Article de dossier

« L’enfant qui n’a pas atteint son lieu »

Représentations et soins autour des prématurés chez les Touaregs de l’Azawagh (Niger)


Saskia WALENTOWITZ

Saskia Walentowitz est chargée de recherche Ambizione (Fonds national suisse de la recherche scientifique), Institut d'anthropologie sociale, Université de Berne.

Pour citer cet article :

Walentowitz S. « L’enfant qui n’a pas atteint son lieu » Représentations et soins autour des prématurés chez les Touaregs de l’Azawagh (Niger). L’autre, cliniques, cultures et sociétés, 2004, volume 5, n°2, pp. 227-241


Lien vers cet article : https://revuelautre.com/articles-dossier/lenfant-qui-na-pas-atteint-son-lieu/

« L’enfant qui n’a pas atteint son lieu ». Représentations et soins autour des prématurés chez les Touaregs de l’Azawagh (Niger)

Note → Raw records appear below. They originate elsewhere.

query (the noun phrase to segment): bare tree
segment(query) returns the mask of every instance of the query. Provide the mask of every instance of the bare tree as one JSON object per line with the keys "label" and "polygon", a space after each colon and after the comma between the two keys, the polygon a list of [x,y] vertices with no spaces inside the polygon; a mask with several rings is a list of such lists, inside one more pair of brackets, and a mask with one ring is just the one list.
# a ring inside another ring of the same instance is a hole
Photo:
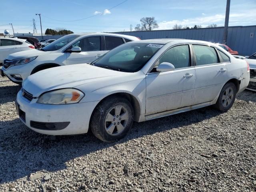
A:
{"label": "bare tree", "polygon": [[181,25],[178,25],[176,24],[172,27],[172,28],[173,29],[181,29],[182,28],[182,26]]}
{"label": "bare tree", "polygon": [[138,24],[135,27],[134,27],[134,30],[136,31],[140,31],[143,30],[141,30],[141,26],[140,24]]}
{"label": "bare tree", "polygon": [[189,28],[189,27],[187,25],[186,25],[185,26],[184,26],[183,27],[183,28],[182,28],[182,29],[190,29],[190,28]]}
{"label": "bare tree", "polygon": [[58,28],[56,28],[55,29],[55,30],[57,32],[59,32],[60,31],[62,31],[62,30],[65,30],[66,28],[62,28],[62,27],[58,27]]}
{"label": "bare tree", "polygon": [[207,26],[207,27],[218,27],[218,25],[217,24],[213,23],[212,24],[211,24],[210,25],[209,25]]}
{"label": "bare tree", "polygon": [[140,19],[140,24],[138,24],[134,28],[136,31],[151,31],[158,28],[155,18],[143,17]]}

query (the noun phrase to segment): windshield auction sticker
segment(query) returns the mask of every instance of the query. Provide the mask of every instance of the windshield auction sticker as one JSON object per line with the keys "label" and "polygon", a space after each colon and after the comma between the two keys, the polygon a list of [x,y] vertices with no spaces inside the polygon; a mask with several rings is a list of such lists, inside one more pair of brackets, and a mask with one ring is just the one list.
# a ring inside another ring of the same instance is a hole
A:
{"label": "windshield auction sticker", "polygon": [[164,46],[163,45],[159,45],[159,44],[148,44],[147,45],[147,47],[155,47],[156,48],[161,48]]}

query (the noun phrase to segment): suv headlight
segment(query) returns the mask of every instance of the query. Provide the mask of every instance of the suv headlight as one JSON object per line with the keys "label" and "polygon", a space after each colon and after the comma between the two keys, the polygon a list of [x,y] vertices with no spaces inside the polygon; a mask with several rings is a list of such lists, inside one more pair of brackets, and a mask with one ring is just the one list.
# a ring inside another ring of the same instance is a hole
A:
{"label": "suv headlight", "polygon": [[12,62],[12,64],[14,65],[23,65],[29,63],[30,61],[34,60],[38,57],[35,56],[34,57],[28,57],[27,58],[22,58],[20,59],[14,59]]}
{"label": "suv headlight", "polygon": [[53,105],[71,104],[78,103],[84,96],[84,93],[76,89],[62,89],[43,94],[37,102]]}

L’auteur explore dans cet article les représentations et soins autour de l’enfant prématuré chez les Touaregs de l’Azawagh au Niger. L’analyse de la théorie touarègue de la procréation et du développement fœtal montre que l’arrêt précoce de la grossesse (fausse-couches et naissances prématurées) résulte dans cette société d’un manque d’honneur masculin portant atteinte à l’âme sensible du fœtus. L’ensemble de ces représentations s’inscrit dans le cadre des rôles féminin et masculin dans la société, associant la femme à l’intérieur protecteur et l’homme à l’extérieur dangereux non domestiqué. En étudiant les métaphores de l’utérus assimilé à une tente ou à une outre en peau, il apparaît que le traitement particulier du corps du prématuré par de l’eau contenant du tannin rétablit symboliquement le pouvoir procréateur féminin mis à mal et restaure l’image de la matrice comme un espace inviolable, base indispensable pour toute vie.

Mots-clés : Touaregs, Azawagh, grossesse, fausse-couche, prématuré, âme, rite, tente, tannage, outre.

The child who did not reach his place. About the treatment of prematurely born infants amongst the Azawagh Twareg (Niger)

According to the Twareg theory of procreation and fetal development, a spontaneous interruption of pregnancy (miscarriage, premature birth) is caused by a lack of honor through men, harming the sensitive soul of the fetus. This assumption is linked to the gender symbolism of the feminine associated with the «protective interior» and the masculine associated with the «dangerous, non domesticated outside». By examining the metaphors of the uterus seen as a leather tent or a water goatskin, the treatment of the premature baby’s body with water containing tannin appears as a treatment which symbolically reinstates the women’s power of reproduction and restores the image of the womb as a sacred and inviolable space of life.

Key words: Twareg, Azawagh, pregnancy, miscarriage, premature baby, soul, rite, tent, tanning, womb.

«El niño qu no llegó asu lugar». Representaciones y atención al rededor de los prematuros entre los Tuaregs del Azawagh (Nigeria)

El autor explora en este artículo las representaciones y la atención dadas a los niños prematuros entre los Tuaregs del Azawagh, en Nigeria. El análisis de la teoría tuareg de la procreación y del desarrollo fetal muestra que el fin precoz de un embarazo (avortos espontáneos y nacimientos prematuros) resulta en esta sociedad de una insuficiencia de honor masculino que afecta el alma sensible del feto. El conjunto de estar representaciones se inscribe en el cuadro de los papeles femenino y masculino en la sociedad, asociando la mujer al interior protector y al hombre al exterior no domesticado y peligroso. Al estudiar las metáforas del útero asimilado a una tienda o a una obre de cuero, nos aparece que el tratamiento particular del cuerpo del niño prematuro humectado de una mezcla de agua con tanino restablece simbolicamente el poder creador femenino maltratado y restaura la imagen de la matriz como un espacio inviolable, base indispensable para toda la vida.

Palabras claves: Tuareg, Azawagh, embarazo, avorto espontáneo, prematuro, alma, rito, tienda, curtiembre, odre.

Lorsqu’un enfant vient au monde prématurément, les Touaregs de l’Azawagh le qualifient comme « un enfant qui n’est pas achevé » (barar wa wer nenda), « un enfant qui n’est pas mûr » (barar wa wer neηηa), « qui n’a pas atteint son heure » (wer néwéd alwaq-net) ou « un enfant qui n’a pas atteint son lieu » (barar wa wer néwéd édag-net).